Le scorbut frappa Jacques Cartier et ses hommes lors de leur deuxième voyage au Canada en 1535-1536 et 25 de ces 110 hommes en sont morts. Lui-même en souffrait. Il ne voulait pas révéler l’état de santé de ces hommes, de peur que les Indiens ne profitent de leur faiblesse, mais, la situation s’étant empiré avec l’arrivée de l’hiver, il dut demander leur aide. Les Indiens administrèrent aux hommes malades une tisane faite avec les feuilles d’un conifère local, qu’ils appelaient «annedda» ou «aneda». La guérison fut très rapide: en seulement quelques jours, même les hommes jugés mourants furent complètement rétablis. Cartier appela cette plante miraculeuse «arborvitae», latin pour «arbre de vie» et en fut grand cas à son retour en France.

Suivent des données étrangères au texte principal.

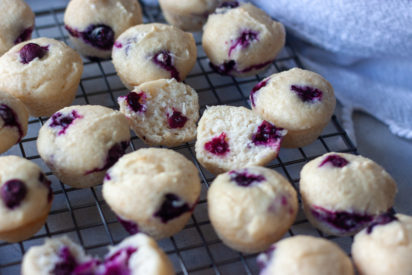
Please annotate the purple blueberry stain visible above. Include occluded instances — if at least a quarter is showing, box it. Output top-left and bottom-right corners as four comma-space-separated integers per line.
49, 110, 83, 136
250, 78, 269, 107
366, 212, 398, 234
0, 179, 27, 209
65, 24, 115, 51
14, 27, 33, 45
52, 246, 77, 275
116, 216, 139, 235
204, 132, 230, 156
209, 60, 236, 75
102, 247, 137, 275
229, 169, 266, 187
228, 30, 259, 57
256, 244, 276, 271
124, 91, 147, 113
19, 43, 49, 64
39, 173, 53, 202
319, 155, 349, 168
252, 120, 285, 149
290, 85, 323, 103
0, 104, 24, 141
152, 50, 180, 81
311, 206, 374, 233
86, 141, 130, 175
167, 109, 187, 129
154, 193, 192, 223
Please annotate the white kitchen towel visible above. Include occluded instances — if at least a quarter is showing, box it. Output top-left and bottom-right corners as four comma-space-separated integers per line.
252, 0, 412, 139
143, 0, 412, 139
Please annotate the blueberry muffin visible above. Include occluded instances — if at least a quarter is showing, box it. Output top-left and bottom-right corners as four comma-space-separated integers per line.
300, 152, 397, 235
0, 38, 83, 116
250, 68, 336, 147
0, 91, 29, 153
207, 166, 298, 253
0, 156, 53, 242
352, 213, 412, 275
195, 106, 287, 174
22, 234, 174, 275
118, 78, 199, 146
0, 0, 34, 56
103, 148, 201, 239
202, 4, 285, 76
112, 23, 197, 89
64, 0, 143, 58
257, 236, 355, 275
37, 105, 130, 188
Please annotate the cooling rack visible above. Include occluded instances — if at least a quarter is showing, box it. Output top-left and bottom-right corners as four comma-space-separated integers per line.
0, 2, 356, 274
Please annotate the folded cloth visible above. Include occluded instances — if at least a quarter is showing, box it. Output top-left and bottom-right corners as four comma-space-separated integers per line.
252, 0, 412, 139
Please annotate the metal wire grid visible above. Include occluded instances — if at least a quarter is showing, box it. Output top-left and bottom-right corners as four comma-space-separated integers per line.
0, 2, 356, 274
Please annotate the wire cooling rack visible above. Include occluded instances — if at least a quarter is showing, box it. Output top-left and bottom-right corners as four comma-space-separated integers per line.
0, 2, 356, 274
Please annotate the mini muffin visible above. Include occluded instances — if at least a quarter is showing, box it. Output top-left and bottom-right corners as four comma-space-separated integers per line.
0, 0, 34, 56
64, 0, 143, 58
257, 236, 355, 275
195, 106, 287, 174
112, 23, 197, 89
207, 166, 298, 253
250, 68, 336, 147
0, 38, 83, 116
159, 0, 220, 31
22, 234, 174, 275
103, 148, 201, 239
300, 152, 397, 236
0, 91, 29, 153
352, 214, 412, 275
37, 105, 130, 188
118, 78, 199, 146
202, 4, 285, 76
0, 156, 53, 242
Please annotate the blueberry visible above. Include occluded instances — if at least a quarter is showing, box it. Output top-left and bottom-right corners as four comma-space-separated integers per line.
252, 120, 284, 148
101, 247, 137, 275
228, 30, 259, 57
39, 173, 53, 202
116, 216, 139, 235
250, 79, 269, 107
65, 24, 115, 51
52, 246, 77, 275
366, 212, 398, 234
319, 155, 349, 168
311, 206, 373, 232
209, 60, 236, 75
0, 104, 23, 141
14, 27, 33, 45
49, 110, 83, 135
0, 179, 27, 209
167, 110, 187, 129
152, 50, 180, 81
205, 132, 230, 156
19, 43, 49, 64
154, 193, 192, 223
229, 169, 266, 187
82, 24, 114, 50
290, 85, 323, 103
126, 91, 147, 113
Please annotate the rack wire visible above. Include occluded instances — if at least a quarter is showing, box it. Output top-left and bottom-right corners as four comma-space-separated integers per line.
0, 2, 357, 274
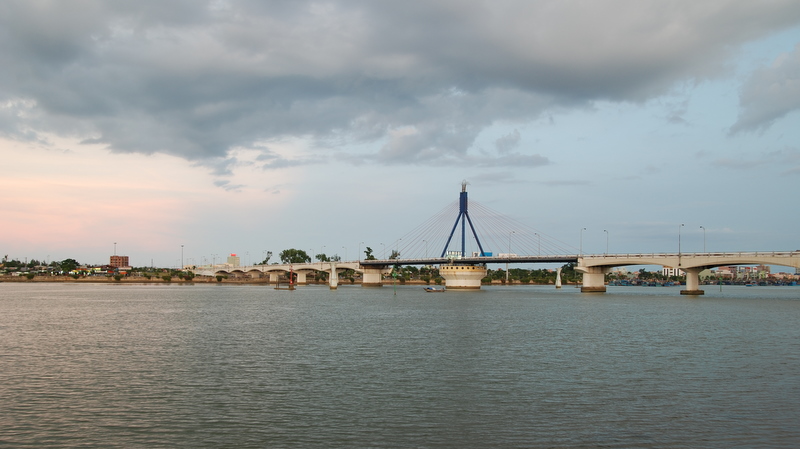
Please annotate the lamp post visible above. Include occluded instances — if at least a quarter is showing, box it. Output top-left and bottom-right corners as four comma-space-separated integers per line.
506, 231, 514, 283
579, 228, 586, 257
700, 226, 706, 252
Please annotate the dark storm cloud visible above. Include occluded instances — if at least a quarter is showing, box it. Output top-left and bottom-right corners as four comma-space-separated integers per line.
0, 0, 800, 168
731, 44, 800, 134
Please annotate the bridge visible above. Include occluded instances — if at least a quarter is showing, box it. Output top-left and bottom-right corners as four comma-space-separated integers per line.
193, 181, 800, 295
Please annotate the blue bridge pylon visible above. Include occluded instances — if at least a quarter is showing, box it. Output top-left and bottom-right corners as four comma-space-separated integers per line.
439, 180, 486, 257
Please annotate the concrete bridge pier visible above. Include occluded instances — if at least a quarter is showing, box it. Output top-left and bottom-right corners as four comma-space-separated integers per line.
575, 266, 611, 293
361, 267, 386, 287
681, 267, 706, 295
328, 262, 339, 290
439, 265, 486, 290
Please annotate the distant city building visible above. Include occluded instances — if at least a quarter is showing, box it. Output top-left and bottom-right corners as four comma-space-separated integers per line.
109, 256, 130, 268
661, 267, 686, 277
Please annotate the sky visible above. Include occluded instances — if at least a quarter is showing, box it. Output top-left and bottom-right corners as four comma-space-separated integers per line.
0, 0, 800, 267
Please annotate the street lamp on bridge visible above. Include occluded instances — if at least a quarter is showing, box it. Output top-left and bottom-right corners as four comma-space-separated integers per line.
578, 228, 586, 257
700, 226, 706, 252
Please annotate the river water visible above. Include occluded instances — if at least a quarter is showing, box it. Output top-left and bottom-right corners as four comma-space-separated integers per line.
0, 283, 800, 448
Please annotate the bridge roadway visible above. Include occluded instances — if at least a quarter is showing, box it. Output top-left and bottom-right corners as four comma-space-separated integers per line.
194, 250, 800, 295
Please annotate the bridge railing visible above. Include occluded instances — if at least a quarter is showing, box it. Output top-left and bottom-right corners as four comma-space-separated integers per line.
580, 250, 800, 259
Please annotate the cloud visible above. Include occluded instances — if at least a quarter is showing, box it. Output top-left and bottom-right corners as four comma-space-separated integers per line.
494, 129, 520, 154
730, 44, 800, 134
0, 0, 800, 169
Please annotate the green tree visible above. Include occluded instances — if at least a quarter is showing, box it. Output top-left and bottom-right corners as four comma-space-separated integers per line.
279, 248, 311, 263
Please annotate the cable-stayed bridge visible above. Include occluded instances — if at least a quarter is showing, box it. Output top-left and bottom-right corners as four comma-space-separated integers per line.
195, 181, 800, 295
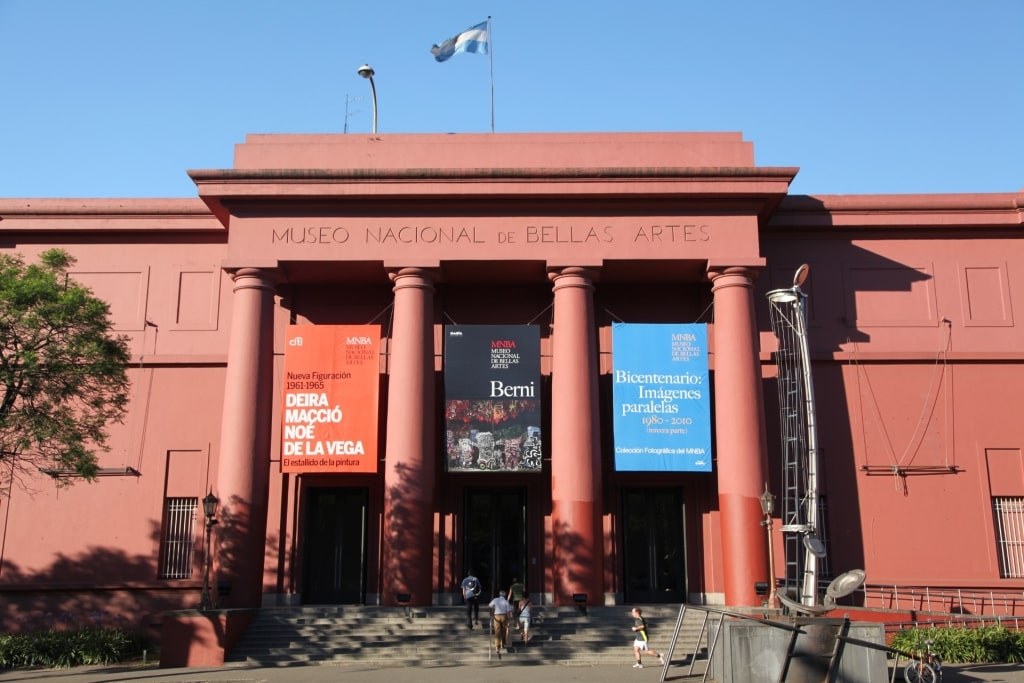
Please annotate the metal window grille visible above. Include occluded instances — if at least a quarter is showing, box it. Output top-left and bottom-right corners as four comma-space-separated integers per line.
992, 497, 1024, 579
160, 498, 199, 579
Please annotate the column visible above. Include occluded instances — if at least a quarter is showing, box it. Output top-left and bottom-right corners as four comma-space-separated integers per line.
381, 268, 437, 605
708, 267, 768, 606
548, 267, 604, 605
216, 268, 279, 607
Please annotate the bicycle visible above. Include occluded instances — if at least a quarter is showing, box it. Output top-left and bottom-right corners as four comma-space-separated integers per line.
903, 638, 942, 683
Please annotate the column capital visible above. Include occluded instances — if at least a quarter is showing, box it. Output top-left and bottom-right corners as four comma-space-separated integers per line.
705, 263, 764, 282
225, 266, 285, 292
707, 264, 761, 292
387, 266, 440, 289
548, 265, 601, 289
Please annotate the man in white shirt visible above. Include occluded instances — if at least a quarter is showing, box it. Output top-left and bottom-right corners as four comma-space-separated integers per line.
487, 593, 512, 653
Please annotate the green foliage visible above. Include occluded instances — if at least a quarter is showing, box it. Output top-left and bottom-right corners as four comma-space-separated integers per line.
0, 249, 131, 489
0, 627, 151, 669
889, 626, 1024, 664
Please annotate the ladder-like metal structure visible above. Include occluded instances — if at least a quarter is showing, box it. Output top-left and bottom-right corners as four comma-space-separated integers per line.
768, 265, 824, 606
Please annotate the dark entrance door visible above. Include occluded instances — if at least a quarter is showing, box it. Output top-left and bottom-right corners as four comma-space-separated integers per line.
463, 488, 529, 605
302, 488, 368, 604
623, 488, 686, 603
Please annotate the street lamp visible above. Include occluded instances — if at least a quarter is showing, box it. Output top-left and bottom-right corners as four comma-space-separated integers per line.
356, 65, 377, 135
758, 483, 775, 609
199, 489, 220, 609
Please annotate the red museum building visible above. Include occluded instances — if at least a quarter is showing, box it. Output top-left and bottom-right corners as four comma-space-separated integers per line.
0, 133, 1024, 629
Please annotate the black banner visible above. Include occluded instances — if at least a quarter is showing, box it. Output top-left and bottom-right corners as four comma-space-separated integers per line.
444, 325, 542, 472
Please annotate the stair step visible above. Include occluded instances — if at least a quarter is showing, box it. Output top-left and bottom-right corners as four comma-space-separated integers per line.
225, 605, 707, 666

Quand Samuel de Champlain arriva à Stadacona (maintenant Québec) 72 ans plus tard, il ne tarda pas à s’informer de l’annedda des Indiens locaux, car, toujours le marchand, il pensait faire fortune en faisant la récolte de cette plante pour le marché européen. Mais à sa grande surprise, les Indiens locaux ne connaissaient aucune plante de ce nom. Champlain se plaignit alors qu’ils avaient perdu toute connaissance de la médicine depuis l’époque de Cartier, mais là n’était pas le problème. En effet, il s’était trompé de tribu. Il s’entretenait avec les Hurons, qui parlaient une autre langue que les Iroquoiens du Saint-Laurent que Cartier connaissait, tribu mystérieusement disparue depuis. Pour les Hurons, annedda ne voulait rien dire et ils ne purent aider Champlain. Il a dû se rabattre sur le commerce de la fourrure pour financer ses expéditions.

Cèdre et arborvitae

Même de nos jours, la vraie identité de l’annedda demeure nébuleuse. Bien que la plupart des autorités modernes penchent vers le pin blanc (Pinus strobus), au début de la colonisation du l’Amérique et jusqu’à tout récemment, c’est plutôt le thuya occidental (Thuja occidentalis) qui eut l’honneur d’être accepté à la fois comme annedda et arborvitae (arbre de vie).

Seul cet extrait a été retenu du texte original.